Throughout the film, Shanann Watts’ many text messages to her husband and friends are depicted on screen. “I played the mobile phone as a musical instrument, creating percussive rhythms by tapping on the phone with my fingers,” says Desai. “It was a way to connect the audience with what was happening on screen. It helps bring those moments to life and seem more visceral and real.”
Two David Attenborough-hosted nature films also loom large in this year’s documentary-score category: “David Attenborough: A Life on Our Planet” and “A Perfect Planet,” with music by British composers Steven Price and Ilan Eshkeri, respectively. Both are veterans of Attenborough docs (“Our Planet” for Price, “Great Barrier Reef” for Eshkeri).
The 90-minute “A Life on Our Planet” is more of a personal essay, Price points out. “It’s the first time David has stood in front of the camera and said what he thinks, been honest about the realities of it all [Earth’s environmental crises]. So the music had to feel appropriate for him. His own record library contains a lot of chamber music, on a smaller scale than we’ve done on the big natural history shows. That was my starting point.”
Price managed to record it all just before the London lockdown March 2020 — 38 musicians in Abbey Road’s Studio 2, all strings and a group of hand-picked soloists. “On day two, David came in and gave the most brilliant speech. We started the next take and it [was] three times louder than it was before he spoke!”
Eshkeri’s 5-year-old daughter helped him decide on the sound for the five-hour “Perfect Planet.”
As he was writing the main theme — “about Mother Nature, the planet Earth, a quite simple, almost hymn-like piece” — he discovered that his daughter began singing it around the house.

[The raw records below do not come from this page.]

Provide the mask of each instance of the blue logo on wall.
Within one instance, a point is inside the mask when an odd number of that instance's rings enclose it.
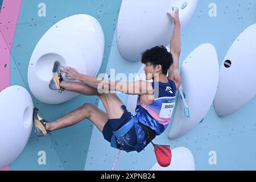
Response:
[[[187,7],[187,5],[188,5],[188,2],[185,2],[181,6],[181,10],[184,9]]]

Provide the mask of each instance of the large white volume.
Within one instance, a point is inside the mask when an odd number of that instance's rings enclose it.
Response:
[[[256,94],[256,24],[245,29],[228,51],[220,70],[214,106],[224,117],[250,101]]]
[[[174,24],[167,15],[179,9],[181,30],[190,20],[197,0],[126,0],[122,2],[117,30],[119,51],[127,60],[138,61],[142,52],[170,44]]]
[[[195,171],[195,160],[190,150],[185,147],[172,150],[171,164],[163,167],[156,163],[150,171]]]
[[[49,89],[54,62],[57,60],[62,65],[95,76],[101,65],[104,46],[102,29],[94,18],[79,14],[60,20],[43,36],[32,54],[28,70],[32,93],[41,102],[50,104],[77,96],[73,92],[65,90],[59,94]]]
[[[11,163],[23,150],[31,133],[34,105],[22,86],[0,92],[0,168]]]
[[[217,52],[209,44],[198,47],[183,62],[180,76],[190,118],[185,116],[183,102],[179,96],[170,138],[177,138],[189,131],[204,118],[216,93],[218,73]]]

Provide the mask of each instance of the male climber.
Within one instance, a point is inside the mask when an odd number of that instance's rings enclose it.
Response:
[[[92,104],[85,104],[62,118],[48,122],[40,117],[38,109],[35,108],[33,119],[35,134],[44,136],[51,131],[73,125],[87,118],[102,133],[104,138],[110,142],[112,147],[127,152],[138,152],[155,135],[161,134],[170,122],[175,93],[181,82],[179,72],[180,23],[177,7],[173,8],[172,13],[168,13],[167,15],[174,23],[170,52],[162,46],[142,53],[141,61],[145,65],[146,80],[152,80],[152,82],[144,80],[125,82],[101,80],[81,74],[69,67],[61,67],[56,61],[49,88],[97,96],[106,112]],[[65,73],[67,78],[80,82],[64,81],[61,71]],[[132,115],[115,94],[110,93],[112,90],[138,94],[136,115]],[[145,134],[145,130],[148,135]]]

He arranged for children’s choirs from six London schools to perform it. Two episodes were recorded prior to the lockdown, so the remaining ones featured a string section recorded in Iceland and various brass and woodwind soloists playing remotely in their homes, all mixed together. “It ended up being more orchestral than I had intended,” he says, “but all the pieces started off with keyboards and guitars, more like a pop approach, so it didn’t matter that we couldn’t get all the instruments in a room at the same time.”